To use a custom password I need to request that before the Redux store can be configured. I mocked up a sign-in form to accept the password. In React I’m mounting the form component at a higher level prior to the Redux provider and persist gate.
Auto sign-in
Requesting a password at the start of each session is an annoying experience. I briefly considered how safe it would be to store the password itself in local storage or a JavaScript cookie. Both are susceptible to cross-site scripting and lack any user management. Further research lead me to the Credential Management API.
Auto sign-in (the correct way)
Chrome provides the best auto sign-in experience. If enabled the password can be retrieved seamlessly without user interaction. A temporary notification pops up and passwords can be managed via the key button.
On Chrome Android the sign-in notification pops up below. The random sky blue is an interesting choice. I’d prefer if it would use the manifest theme colour.
Passwords can be stored programmatically:
const data = new window.PasswordCredential(form);
window.navigator.credentials.store(data);
And retrieved silently:
const data = await window.navigator.credentials.get({
password: true,
mediation: 'optional'
});
Works in Chrome-like browsers. Fails elsewhere. If the password cannot be retrieved via the method above, or is incorrect, I fall back to a sign-in form.
<input
required
autocomplete="current-password"
type="password"
name="password"
/>
Browsers will offer to save the password for future auto-completion.
Auto sign-in (the hack way)
If the browser doesn’t cough up the password immediately the sign-in form is presented. The auto-completed password can be detected with an event:
window.document.addEventListener(
'input',
(ev) => {
if (
ev.target.name === 'password' &&
ev.inputType === 'insertReplacementText'
) {
// Attempt auto sign-in by submitting the form...
}
},
{once: true}
);
If this event is triggered the form can be submitted to attempt an “auto” sign-in. Only try this once because an incorrect password results in an infinite loop!

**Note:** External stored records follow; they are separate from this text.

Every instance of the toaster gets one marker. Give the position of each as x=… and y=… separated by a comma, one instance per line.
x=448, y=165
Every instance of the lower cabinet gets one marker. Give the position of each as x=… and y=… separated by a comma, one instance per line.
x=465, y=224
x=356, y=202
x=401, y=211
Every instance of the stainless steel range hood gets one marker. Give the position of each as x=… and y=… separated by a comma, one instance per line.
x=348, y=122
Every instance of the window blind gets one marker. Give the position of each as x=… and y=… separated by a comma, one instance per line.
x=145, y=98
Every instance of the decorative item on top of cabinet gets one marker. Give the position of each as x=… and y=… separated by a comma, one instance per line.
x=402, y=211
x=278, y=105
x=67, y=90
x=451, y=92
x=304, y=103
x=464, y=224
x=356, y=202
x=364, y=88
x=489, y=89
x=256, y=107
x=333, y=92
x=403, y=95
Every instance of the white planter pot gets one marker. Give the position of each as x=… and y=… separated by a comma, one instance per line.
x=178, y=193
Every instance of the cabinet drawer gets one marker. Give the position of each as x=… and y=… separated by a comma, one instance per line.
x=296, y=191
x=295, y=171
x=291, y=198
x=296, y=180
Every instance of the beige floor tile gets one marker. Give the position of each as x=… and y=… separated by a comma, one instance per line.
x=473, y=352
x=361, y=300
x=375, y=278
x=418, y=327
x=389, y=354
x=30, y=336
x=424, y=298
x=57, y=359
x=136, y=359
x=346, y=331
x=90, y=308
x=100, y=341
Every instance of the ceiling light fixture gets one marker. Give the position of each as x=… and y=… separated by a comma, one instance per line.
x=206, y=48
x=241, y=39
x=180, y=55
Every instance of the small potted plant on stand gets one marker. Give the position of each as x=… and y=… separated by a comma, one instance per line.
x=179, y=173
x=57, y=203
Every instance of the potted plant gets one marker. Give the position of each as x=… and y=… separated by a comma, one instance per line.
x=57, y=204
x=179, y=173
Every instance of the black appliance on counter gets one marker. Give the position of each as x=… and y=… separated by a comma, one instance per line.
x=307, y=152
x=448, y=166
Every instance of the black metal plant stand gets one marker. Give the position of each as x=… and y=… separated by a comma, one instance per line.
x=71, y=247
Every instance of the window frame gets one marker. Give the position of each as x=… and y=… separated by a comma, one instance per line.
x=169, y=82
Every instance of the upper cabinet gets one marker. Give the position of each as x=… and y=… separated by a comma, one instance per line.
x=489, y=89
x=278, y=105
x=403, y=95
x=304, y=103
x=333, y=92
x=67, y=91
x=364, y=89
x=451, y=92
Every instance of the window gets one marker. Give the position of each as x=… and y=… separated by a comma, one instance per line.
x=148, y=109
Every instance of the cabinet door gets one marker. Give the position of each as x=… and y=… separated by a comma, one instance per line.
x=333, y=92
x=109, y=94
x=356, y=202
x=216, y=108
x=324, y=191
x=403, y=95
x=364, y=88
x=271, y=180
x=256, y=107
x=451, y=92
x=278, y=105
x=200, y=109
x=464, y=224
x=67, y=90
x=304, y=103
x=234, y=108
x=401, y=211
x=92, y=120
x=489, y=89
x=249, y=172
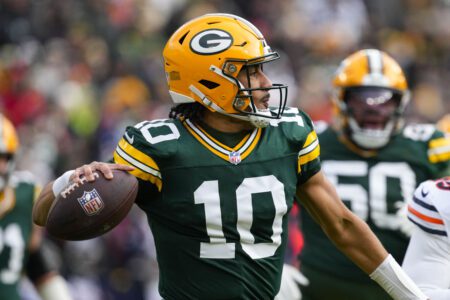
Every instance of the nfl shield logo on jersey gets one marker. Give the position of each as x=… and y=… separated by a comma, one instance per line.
x=91, y=202
x=235, y=157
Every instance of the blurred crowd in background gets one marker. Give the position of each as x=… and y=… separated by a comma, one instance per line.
x=75, y=73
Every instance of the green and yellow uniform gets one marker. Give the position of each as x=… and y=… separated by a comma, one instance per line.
x=15, y=232
x=219, y=213
x=374, y=188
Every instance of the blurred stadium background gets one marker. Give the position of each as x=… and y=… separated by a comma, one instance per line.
x=74, y=73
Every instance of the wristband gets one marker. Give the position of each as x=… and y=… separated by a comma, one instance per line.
x=61, y=182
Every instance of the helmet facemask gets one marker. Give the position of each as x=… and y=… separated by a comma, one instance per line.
x=203, y=61
x=5, y=174
x=373, y=115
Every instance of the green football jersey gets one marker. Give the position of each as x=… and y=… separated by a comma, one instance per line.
x=374, y=188
x=15, y=232
x=219, y=214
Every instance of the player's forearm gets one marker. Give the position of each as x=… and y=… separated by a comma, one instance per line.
x=355, y=239
x=43, y=204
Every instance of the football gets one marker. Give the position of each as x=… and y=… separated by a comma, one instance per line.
x=89, y=209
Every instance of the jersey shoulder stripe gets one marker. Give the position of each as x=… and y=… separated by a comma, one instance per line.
x=423, y=212
x=298, y=128
x=439, y=148
x=145, y=167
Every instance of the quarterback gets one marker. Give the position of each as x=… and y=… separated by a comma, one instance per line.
x=218, y=177
x=427, y=259
x=21, y=240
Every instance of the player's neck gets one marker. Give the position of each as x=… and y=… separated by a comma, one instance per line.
x=224, y=123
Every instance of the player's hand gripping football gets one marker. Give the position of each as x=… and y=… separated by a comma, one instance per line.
x=291, y=279
x=104, y=168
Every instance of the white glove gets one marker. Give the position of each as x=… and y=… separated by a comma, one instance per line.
x=290, y=280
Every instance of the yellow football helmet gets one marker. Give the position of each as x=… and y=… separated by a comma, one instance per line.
x=371, y=97
x=203, y=59
x=9, y=143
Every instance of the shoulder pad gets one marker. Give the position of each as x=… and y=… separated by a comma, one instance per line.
x=430, y=207
x=320, y=126
x=156, y=138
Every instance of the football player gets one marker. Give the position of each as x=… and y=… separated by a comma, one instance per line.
x=218, y=178
x=375, y=163
x=427, y=259
x=21, y=247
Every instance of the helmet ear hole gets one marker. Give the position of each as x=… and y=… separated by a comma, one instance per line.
x=181, y=40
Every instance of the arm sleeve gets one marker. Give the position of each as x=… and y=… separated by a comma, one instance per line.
x=427, y=262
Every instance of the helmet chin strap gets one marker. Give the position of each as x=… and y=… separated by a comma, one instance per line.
x=257, y=121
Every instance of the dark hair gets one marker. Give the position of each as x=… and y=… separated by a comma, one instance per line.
x=191, y=111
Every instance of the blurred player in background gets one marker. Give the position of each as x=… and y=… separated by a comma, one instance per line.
x=427, y=259
x=375, y=162
x=218, y=178
x=20, y=240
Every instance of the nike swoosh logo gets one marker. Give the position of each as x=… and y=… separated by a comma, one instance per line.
x=424, y=194
x=130, y=139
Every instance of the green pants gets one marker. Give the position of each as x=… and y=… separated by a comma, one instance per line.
x=323, y=286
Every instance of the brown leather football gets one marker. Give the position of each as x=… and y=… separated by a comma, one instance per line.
x=90, y=209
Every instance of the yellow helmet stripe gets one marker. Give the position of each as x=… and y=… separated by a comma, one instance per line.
x=439, y=150
x=310, y=151
x=245, y=147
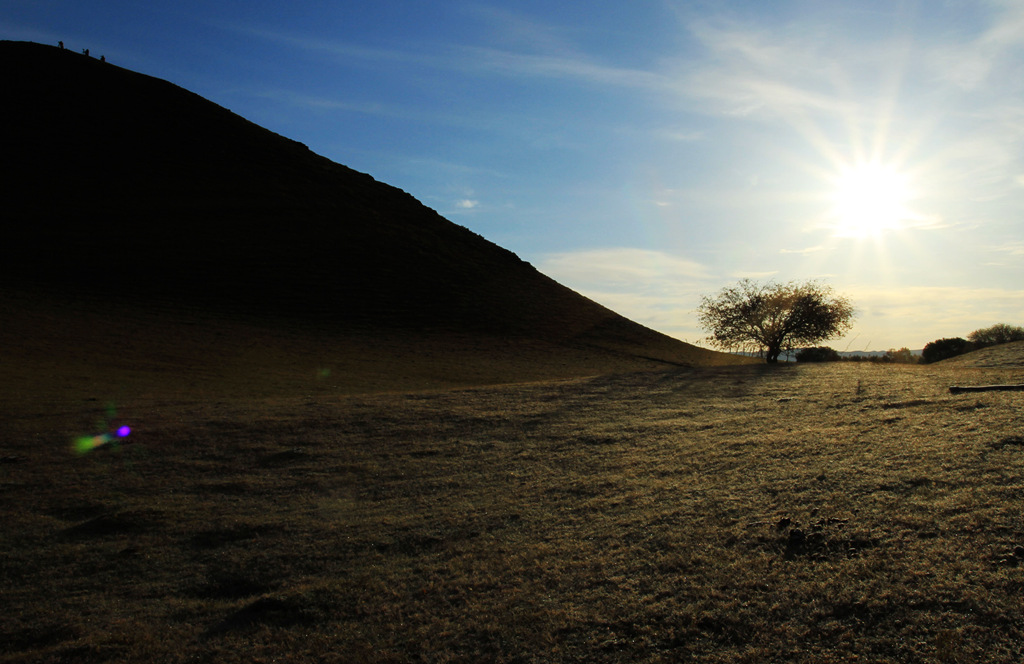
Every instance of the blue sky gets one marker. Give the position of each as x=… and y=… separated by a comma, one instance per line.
x=646, y=153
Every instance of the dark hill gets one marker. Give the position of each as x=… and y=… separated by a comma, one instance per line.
x=120, y=184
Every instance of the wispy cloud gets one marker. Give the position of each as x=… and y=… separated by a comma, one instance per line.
x=806, y=250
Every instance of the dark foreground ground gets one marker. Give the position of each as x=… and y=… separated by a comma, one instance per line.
x=811, y=513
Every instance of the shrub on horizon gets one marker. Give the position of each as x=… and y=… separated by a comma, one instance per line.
x=903, y=356
x=944, y=348
x=996, y=334
x=818, y=354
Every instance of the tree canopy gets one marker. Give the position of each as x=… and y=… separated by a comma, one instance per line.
x=771, y=318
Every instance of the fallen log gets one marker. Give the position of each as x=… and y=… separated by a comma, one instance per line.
x=955, y=389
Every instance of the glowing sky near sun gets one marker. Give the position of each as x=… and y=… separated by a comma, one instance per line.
x=645, y=154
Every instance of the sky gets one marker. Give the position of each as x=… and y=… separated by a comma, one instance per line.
x=650, y=153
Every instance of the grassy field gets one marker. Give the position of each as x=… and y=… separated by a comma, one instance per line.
x=794, y=513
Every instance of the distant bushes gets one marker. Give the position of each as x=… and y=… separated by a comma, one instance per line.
x=824, y=354
x=944, y=348
x=998, y=333
x=820, y=354
x=981, y=338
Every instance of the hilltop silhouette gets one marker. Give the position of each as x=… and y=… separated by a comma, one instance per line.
x=123, y=185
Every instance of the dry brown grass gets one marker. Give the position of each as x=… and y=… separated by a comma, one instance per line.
x=808, y=513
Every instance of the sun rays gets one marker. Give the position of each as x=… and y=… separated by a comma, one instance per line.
x=868, y=199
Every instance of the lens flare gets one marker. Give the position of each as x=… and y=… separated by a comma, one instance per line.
x=86, y=444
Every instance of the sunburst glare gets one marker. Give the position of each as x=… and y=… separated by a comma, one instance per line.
x=869, y=199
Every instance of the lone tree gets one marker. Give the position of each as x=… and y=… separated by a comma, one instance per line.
x=771, y=318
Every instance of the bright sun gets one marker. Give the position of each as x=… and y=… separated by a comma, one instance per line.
x=869, y=199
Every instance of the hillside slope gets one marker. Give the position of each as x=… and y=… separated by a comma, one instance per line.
x=123, y=185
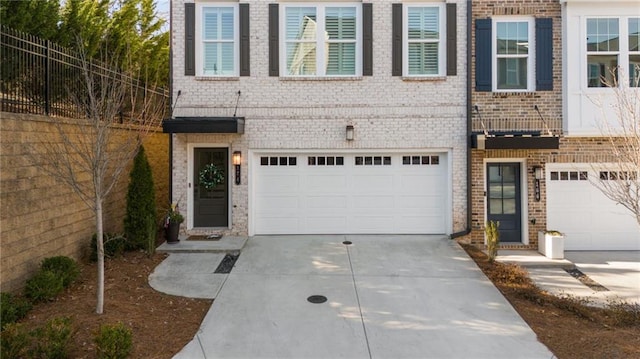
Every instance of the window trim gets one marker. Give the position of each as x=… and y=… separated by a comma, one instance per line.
x=442, y=41
x=320, y=16
x=531, y=57
x=623, y=53
x=199, y=39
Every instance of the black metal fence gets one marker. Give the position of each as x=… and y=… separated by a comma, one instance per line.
x=40, y=77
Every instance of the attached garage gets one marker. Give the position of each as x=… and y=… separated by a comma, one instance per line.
x=589, y=220
x=350, y=193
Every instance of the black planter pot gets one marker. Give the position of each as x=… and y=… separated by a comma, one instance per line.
x=172, y=231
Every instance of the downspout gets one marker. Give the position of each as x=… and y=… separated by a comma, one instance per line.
x=170, y=101
x=469, y=114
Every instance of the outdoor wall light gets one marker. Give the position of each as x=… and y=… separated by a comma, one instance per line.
x=537, y=175
x=350, y=132
x=237, y=160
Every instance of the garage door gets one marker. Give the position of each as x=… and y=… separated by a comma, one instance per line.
x=350, y=193
x=589, y=220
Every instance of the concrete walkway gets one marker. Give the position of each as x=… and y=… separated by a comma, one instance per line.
x=387, y=297
x=617, y=271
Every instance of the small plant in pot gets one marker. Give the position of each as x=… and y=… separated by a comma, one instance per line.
x=172, y=224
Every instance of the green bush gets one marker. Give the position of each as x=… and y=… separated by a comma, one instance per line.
x=12, y=308
x=65, y=267
x=114, y=245
x=52, y=340
x=493, y=239
x=114, y=341
x=14, y=341
x=141, y=203
x=45, y=285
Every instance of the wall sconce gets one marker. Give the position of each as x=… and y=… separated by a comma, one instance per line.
x=350, y=132
x=537, y=175
x=237, y=160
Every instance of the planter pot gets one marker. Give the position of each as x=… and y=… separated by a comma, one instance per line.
x=172, y=231
x=551, y=246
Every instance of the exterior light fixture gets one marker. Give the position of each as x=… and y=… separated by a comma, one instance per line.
x=350, y=132
x=237, y=160
x=537, y=175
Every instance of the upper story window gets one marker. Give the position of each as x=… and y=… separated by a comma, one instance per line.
x=612, y=44
x=424, y=42
x=217, y=40
x=321, y=40
x=513, y=58
x=514, y=54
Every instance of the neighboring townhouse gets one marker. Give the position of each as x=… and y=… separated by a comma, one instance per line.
x=535, y=144
x=325, y=117
x=599, y=39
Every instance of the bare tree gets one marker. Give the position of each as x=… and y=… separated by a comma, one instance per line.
x=621, y=183
x=90, y=154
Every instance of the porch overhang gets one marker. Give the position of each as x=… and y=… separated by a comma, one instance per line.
x=516, y=140
x=203, y=125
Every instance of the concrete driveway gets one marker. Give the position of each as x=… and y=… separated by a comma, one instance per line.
x=387, y=297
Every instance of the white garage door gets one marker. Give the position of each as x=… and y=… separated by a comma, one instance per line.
x=589, y=220
x=350, y=193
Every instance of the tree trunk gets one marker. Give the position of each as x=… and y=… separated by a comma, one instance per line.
x=100, y=250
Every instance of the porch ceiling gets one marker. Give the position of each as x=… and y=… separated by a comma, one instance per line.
x=203, y=125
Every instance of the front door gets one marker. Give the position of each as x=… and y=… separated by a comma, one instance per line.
x=503, y=202
x=211, y=190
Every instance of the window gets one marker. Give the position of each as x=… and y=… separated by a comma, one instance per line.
x=217, y=40
x=514, y=54
x=424, y=43
x=321, y=40
x=514, y=50
x=603, y=40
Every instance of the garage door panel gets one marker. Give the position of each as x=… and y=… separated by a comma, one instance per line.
x=589, y=220
x=361, y=195
x=324, y=202
x=280, y=184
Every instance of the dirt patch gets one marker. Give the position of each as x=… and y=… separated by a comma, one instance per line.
x=162, y=324
x=568, y=327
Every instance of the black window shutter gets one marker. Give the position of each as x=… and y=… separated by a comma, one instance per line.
x=396, y=28
x=244, y=40
x=189, y=39
x=274, y=39
x=544, y=54
x=452, y=40
x=483, y=55
x=367, y=39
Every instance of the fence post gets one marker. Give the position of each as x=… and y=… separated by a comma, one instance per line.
x=47, y=79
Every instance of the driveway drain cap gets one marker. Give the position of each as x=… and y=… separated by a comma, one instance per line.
x=317, y=299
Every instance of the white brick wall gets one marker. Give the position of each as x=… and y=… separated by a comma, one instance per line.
x=387, y=112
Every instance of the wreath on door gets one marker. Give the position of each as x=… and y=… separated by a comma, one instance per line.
x=211, y=176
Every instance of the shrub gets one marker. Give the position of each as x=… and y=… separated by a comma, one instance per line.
x=65, y=267
x=12, y=308
x=141, y=203
x=114, y=341
x=52, y=340
x=45, y=285
x=14, y=341
x=493, y=239
x=114, y=245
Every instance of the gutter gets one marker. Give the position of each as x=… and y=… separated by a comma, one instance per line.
x=469, y=114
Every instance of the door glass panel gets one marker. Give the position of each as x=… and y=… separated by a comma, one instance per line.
x=509, y=206
x=509, y=191
x=496, y=206
x=495, y=191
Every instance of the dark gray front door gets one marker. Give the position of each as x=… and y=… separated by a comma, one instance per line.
x=503, y=205
x=210, y=203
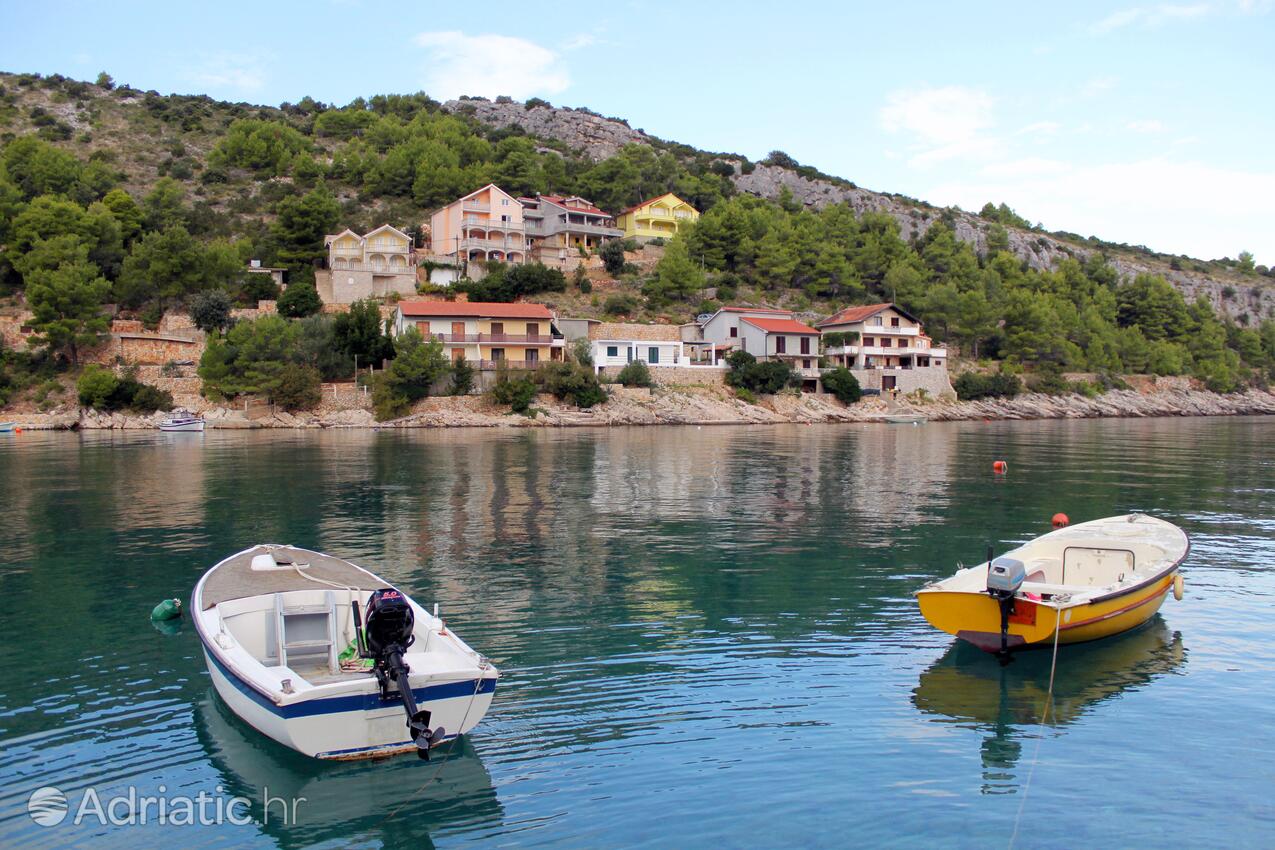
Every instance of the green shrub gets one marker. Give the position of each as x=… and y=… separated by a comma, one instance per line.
x=409, y=376
x=763, y=379
x=574, y=381
x=462, y=377
x=843, y=384
x=518, y=393
x=620, y=305
x=148, y=399
x=636, y=374
x=1049, y=381
x=973, y=385
x=211, y=310
x=300, y=388
x=102, y=390
x=94, y=386
x=300, y=300
x=258, y=287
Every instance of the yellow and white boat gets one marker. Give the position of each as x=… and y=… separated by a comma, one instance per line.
x=1084, y=581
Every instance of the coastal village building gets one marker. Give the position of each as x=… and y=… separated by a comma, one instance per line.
x=616, y=344
x=485, y=333
x=764, y=333
x=358, y=266
x=485, y=224
x=886, y=348
x=559, y=228
x=657, y=218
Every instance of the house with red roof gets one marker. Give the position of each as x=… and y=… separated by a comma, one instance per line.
x=559, y=228
x=886, y=348
x=763, y=331
x=659, y=217
x=486, y=333
x=485, y=224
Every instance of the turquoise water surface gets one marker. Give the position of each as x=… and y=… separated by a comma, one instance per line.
x=708, y=636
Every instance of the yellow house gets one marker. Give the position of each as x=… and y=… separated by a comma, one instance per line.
x=657, y=218
x=486, y=333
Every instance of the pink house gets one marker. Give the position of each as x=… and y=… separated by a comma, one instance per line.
x=486, y=224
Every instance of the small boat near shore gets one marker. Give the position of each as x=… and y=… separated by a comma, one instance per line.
x=315, y=653
x=1076, y=584
x=182, y=421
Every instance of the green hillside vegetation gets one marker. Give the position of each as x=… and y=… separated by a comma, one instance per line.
x=111, y=195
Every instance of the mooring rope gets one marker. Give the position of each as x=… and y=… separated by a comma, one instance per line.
x=1044, y=715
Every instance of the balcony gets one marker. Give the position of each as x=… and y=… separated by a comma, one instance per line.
x=455, y=338
x=886, y=330
x=491, y=223
x=520, y=339
x=494, y=245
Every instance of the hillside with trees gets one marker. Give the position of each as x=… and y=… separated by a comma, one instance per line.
x=115, y=196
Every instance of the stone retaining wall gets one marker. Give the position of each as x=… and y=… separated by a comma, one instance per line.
x=675, y=375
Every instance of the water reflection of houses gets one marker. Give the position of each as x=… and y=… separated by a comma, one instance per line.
x=1007, y=704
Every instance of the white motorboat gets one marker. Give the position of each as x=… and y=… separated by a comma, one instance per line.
x=313, y=651
x=182, y=421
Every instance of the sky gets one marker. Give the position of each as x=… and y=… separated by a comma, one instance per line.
x=1150, y=124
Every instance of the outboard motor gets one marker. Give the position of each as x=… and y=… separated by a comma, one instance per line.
x=389, y=635
x=1004, y=579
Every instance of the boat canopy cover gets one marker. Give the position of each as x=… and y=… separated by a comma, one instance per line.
x=236, y=579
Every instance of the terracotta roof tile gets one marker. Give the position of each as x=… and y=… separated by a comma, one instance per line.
x=474, y=309
x=779, y=325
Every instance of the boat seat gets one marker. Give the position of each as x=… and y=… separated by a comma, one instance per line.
x=276, y=676
x=306, y=630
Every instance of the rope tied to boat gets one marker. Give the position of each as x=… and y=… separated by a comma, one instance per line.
x=1044, y=715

This method has noticeable latency and the form will appear briefly. I considered making the form invisible to avoid the UI flash. However, a timeout would be necessary to show the form again if auto-complete didn’t occur, or was not detected. Such a delay seems like the greater evil.
This feels very hacky but it works in Firefox.
Fallback
Finally, if neither auto sign-in method works, or no password was saved, the form must be submitted manually by the user.
Safari is particularly hesitant to auto-fill for me. Hopefully browser support for credential management auto sign-in becomes standard.
And so…
And so, my grocery list is now encrypted! The browser secures my password between sessions. Keys never leave internal JavaScript memory. Naturally, there’s a more than zero percent chance I’ve done something wrong and my code is entirely exploitable. I’ll continue to learn, test, and iterate.
At some point I do plan to publish Mute Swan on GitHub. A lot of the functionality is still hidden behind secret flags. It turns out that building user-friendly UI is incredibly time consuming!
Related articles
- Bundle a PWA as an Android App
- Debugging a Todo App
- Bubblewrap Apps in Android Studio
- PWA Encryption and Auto Sign-in
Last updated: June 2020.
† Redux Persist updates local storage asynchronously. There is some throttling going on but it basically updates after every state change. I ran some very primitive benchmarks and found that my encryption interface is plenty fast enough; milliseconds, if that.